While resident involvement is important, bariatric patients have specific health and activity needs. In many cases, “regular” exercise is not possible or safe for them. Make sure to ask the facility about modified activities for patients, especially if they have recently undergone surgery. This is especially important in a rehabilitation setting where a patient is working to heal and regain or improve their functional abilities. For instance, a facility with a pool and a water therapy program can provide activity options that are more conducive than typical weight-bearing and high-impact exercise programs. An experienced physical therapist will be able to adapt a PT regimen to make sure they meet their health care goals.
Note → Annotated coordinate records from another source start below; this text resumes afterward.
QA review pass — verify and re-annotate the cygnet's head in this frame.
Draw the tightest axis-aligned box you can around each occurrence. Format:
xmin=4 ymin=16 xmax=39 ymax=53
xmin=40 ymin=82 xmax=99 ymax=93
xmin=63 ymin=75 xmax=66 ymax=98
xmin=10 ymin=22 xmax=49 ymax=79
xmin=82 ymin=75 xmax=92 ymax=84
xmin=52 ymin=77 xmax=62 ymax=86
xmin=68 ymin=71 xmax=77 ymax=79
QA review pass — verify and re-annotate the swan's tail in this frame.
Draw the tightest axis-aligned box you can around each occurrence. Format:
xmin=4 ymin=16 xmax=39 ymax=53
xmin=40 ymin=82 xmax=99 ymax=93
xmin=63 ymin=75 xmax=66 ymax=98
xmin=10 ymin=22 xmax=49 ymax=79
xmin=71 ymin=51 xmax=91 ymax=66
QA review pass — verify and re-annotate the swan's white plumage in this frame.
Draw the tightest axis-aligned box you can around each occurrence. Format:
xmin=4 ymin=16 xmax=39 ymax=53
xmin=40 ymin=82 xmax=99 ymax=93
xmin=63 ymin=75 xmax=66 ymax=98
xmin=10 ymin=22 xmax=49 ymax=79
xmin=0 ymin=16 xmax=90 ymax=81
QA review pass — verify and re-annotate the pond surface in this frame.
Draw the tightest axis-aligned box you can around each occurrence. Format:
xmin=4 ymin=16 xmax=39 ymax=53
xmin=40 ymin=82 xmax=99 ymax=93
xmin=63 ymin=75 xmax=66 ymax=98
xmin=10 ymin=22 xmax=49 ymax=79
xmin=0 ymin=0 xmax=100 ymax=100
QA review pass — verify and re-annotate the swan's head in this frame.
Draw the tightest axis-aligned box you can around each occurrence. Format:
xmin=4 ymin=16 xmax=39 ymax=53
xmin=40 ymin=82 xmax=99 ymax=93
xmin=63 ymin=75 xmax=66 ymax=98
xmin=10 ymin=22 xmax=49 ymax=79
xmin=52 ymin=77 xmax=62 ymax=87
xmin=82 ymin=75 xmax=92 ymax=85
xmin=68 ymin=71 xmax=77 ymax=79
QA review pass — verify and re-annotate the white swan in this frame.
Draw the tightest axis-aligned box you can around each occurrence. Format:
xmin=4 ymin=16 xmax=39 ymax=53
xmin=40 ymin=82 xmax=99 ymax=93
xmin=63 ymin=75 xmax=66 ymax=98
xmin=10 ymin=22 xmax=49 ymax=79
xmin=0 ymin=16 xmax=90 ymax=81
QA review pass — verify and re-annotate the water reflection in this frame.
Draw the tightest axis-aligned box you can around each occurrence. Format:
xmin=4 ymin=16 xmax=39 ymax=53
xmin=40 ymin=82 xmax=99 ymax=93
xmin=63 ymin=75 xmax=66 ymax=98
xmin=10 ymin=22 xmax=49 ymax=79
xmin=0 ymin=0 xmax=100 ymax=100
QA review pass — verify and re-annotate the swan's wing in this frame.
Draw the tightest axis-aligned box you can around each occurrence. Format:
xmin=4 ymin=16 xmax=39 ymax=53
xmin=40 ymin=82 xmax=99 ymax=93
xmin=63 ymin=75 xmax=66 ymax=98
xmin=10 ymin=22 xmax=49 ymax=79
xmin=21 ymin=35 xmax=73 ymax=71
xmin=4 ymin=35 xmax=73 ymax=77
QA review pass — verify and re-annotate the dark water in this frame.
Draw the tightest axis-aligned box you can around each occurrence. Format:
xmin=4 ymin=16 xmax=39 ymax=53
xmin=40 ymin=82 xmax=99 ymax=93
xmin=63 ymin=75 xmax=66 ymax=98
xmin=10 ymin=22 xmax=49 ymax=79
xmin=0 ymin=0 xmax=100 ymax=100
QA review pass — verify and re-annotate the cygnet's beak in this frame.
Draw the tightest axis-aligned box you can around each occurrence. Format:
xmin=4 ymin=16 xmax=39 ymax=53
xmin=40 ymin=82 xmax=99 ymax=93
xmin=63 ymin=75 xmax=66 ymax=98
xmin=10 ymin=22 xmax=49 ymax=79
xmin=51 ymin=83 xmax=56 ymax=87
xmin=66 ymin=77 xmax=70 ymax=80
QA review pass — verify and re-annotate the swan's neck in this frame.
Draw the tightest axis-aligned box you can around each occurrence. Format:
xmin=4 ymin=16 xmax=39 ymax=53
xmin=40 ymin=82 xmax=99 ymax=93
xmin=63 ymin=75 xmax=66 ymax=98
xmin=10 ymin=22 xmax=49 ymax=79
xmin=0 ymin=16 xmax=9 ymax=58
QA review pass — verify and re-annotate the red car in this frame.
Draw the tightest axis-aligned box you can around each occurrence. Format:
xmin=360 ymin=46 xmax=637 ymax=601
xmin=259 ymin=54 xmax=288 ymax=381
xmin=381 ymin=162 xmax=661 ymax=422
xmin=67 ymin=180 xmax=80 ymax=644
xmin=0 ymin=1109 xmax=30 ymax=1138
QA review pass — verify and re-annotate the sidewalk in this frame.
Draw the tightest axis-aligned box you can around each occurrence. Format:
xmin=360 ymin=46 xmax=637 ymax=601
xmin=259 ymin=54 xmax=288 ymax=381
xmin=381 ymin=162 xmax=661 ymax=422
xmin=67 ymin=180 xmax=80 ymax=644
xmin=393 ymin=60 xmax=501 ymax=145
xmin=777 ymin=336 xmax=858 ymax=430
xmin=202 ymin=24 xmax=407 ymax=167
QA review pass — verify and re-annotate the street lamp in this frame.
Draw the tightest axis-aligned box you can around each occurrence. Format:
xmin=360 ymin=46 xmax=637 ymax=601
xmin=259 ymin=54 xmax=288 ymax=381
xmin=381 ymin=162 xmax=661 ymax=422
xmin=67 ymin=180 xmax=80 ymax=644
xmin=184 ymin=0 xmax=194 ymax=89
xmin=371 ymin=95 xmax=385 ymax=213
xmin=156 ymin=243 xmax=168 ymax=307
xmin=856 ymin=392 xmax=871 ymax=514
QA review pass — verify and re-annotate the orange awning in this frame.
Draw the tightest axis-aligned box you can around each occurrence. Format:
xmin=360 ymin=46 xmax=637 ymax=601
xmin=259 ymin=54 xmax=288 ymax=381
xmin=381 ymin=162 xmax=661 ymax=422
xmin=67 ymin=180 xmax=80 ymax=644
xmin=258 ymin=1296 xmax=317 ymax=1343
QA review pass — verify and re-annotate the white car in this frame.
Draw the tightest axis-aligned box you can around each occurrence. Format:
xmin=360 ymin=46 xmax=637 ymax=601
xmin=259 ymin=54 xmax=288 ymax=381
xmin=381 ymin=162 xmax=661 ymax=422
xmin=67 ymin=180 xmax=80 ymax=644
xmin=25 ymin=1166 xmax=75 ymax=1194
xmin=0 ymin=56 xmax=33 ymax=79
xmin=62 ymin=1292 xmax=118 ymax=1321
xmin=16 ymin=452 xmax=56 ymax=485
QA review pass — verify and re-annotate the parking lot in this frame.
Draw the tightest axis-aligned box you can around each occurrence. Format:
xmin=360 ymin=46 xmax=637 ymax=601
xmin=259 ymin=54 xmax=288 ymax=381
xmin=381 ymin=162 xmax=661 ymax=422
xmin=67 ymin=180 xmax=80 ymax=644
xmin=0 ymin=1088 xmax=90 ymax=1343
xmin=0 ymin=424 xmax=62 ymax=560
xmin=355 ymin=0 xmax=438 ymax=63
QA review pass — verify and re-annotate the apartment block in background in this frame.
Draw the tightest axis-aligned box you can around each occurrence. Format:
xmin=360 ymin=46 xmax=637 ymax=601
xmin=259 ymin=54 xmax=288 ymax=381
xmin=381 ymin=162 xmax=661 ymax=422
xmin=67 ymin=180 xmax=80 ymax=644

Overweight patients are likely accustomed to comments about weight and physical activity. But, beyond the equipment and therapy, it’s important to know that the staff will see a bariatric patient as more than just a number on the scale. It can be difficult for anyone to find placement in a facility, and you want to make sure any special needs will be taken care of.
Physicians often have contacts at many skilled nursing, assisted living, and rehabilitation facilities in their area. In many cases, they may be your best resource when it comes to finding a reputable facility. Communication between the facility and a physician will be key for ongoing care, so receiving a referral from your doctor will be an added bonus.
“We do have additional communication with physicians for patients with specialized needs such as obesity,” said Mark Hymas from Copper Ridge Health Care, a SNF in West Jordan, Utah. “There are specific protocols for each diagnosis, and those symptoms are monitored and shared with physicians in real time. Physicians are then able to make determinations to monitor and adjust treatments.”
Patients of any size may encounter significant obstacles and frustrations related to their healthcare. Finding a facility with the proper equipment and training, adequate space, appropriate exercise and activity programs, and compassionate staff can be difficult. However, these important tips will help you select the right care setting for yourself or your loved one.